True Detective - afficheTrue Detective, de Nic Pizzolatto et Cary Fukunaga

La fameuse série qui a tant fait parler d’elle ces derniers mois ! Une chose frappe d’emblée : son générique, superbe musique, superbe montage. Comme première approche, difficile de faire mieux. Et puis on fait connaissance avec les deux personnages principaux, Martin Hart (incarné par Woody Harrelson, acteur que j’apprécie beaucoup) et Rust Cohle (joué par Matthew McConaughey, dont la carrière a pris un vrai tournant ces dernières années mais dont je connais mal la filmographie, si ce n’est qu’il était le beau gosse de service dans « Contact »  et un remarquable trader déjanté et drogué dans « Le loup de Wall Street » au côté de Leonardo DiCaprio).

Au départ, on pense avoir affaire à des personnages plutôt stéréotypés : le bon flic père de famille, et l’autre, un peu plus « mystique ». Et puis les choses se compliquent, et on découvre que tous deux ont leurs failles, leurs faiblesses. Et c’est tout l’intérêt de la série qui se déroule sous nos yeux : le cheminement de ces deux flics, qui tient plus du cheminement intérieur que de la simple résolution d’une enquête policière sur un meurtre qui semble « rituel ».

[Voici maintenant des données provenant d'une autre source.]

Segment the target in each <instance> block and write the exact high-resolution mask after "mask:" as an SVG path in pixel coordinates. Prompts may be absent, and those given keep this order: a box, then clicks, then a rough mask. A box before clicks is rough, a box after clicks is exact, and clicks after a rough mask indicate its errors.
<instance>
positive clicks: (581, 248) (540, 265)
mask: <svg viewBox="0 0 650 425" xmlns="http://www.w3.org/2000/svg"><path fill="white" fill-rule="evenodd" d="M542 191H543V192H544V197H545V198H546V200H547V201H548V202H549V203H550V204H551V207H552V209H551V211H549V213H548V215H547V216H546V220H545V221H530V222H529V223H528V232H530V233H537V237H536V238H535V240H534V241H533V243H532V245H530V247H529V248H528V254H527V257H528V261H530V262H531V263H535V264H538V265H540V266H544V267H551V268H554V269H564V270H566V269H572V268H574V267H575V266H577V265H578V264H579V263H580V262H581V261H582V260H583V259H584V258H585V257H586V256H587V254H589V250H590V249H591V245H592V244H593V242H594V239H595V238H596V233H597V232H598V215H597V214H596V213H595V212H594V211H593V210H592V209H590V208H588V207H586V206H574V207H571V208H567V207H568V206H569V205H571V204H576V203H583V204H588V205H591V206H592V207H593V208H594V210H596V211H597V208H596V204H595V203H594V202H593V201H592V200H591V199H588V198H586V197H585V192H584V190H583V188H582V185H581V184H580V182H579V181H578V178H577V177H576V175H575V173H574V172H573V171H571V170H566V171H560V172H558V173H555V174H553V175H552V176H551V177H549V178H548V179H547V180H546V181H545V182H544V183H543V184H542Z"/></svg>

Ne cédant pas aux poncifs du genre, évitant les twists forcés pour s’en tenir à leur ligne de conduite, les créateurs du show ne font pas dans le spectaculaire gratuit. Tout est pensé, réfléchi. Et incroyablement cinématographique. La mise en scène est superbe, la photographie stupéfiante de beauté lugubre, et le rendu de l’atmosphère de cette Louisiane moite et poisseuse lui doit beaucoup. Certaines scènes resteront longtemps en mémoire (au hasard, la dernière scène de l’épisode 3, un long plan-séquence de six minutes dans l’épisode 4, ou le dernier raid en plein bayou dans l’épisode 8).

Difficile de ne pas parler du jeu des acteurs. Woody Harrelson est formidable de justesse, jusque dans les errements de son personnage. Mais Matthew McConaughey fait ici une prestation qui restera dans les mémoires ! Son personnage de Rust Cohle est fascinant, ce nihiliste illumine le film de sa noirceur, lui qui n’a peu de foi envers les hommes.

On pourra certes être un peu circonspect quant au déroulement de l’enquête, mais la structure narrative (l’intrigue se déroule sur trois époques distinctes) rattrape le tout. Incontestablement une grande réussite, qui récoltera sans doute quelques prix lors des cérémonies futures.

 

Real humans saison 2 - afficheReal Humans saison 2, de Lars Lundström

Je m’aperçois que je n’ai jamais parlé de cette série sur ce blog, série qui sous des airs relativement contemporains est en fait une vraie série de SF, et qui pose des questions typiquement SF (qu’est-ce qui fait un être humain ? Où se situe la limite entre homme et machine ? etc…). J’attendais donc une vraie continuité dans ces questionnements avec la saison 2. Et je dois dire qu’ils sont là, mais j’ai trouvé qu’ils passaient un peu au second plan, laissant la place à des intrigues un peu moins SF mais plus « passe-partout », et un peu plus typées thriller par moment. Toutefois, la série ne cède pas aux sirènes US et garde un rythme très posé. Les acteurs restent très bons (un bémol sur les enfants de la famille Engman tout de même), notamment ceux qui jouent les hubots, particulièrement « robotiques » et humains à la fois.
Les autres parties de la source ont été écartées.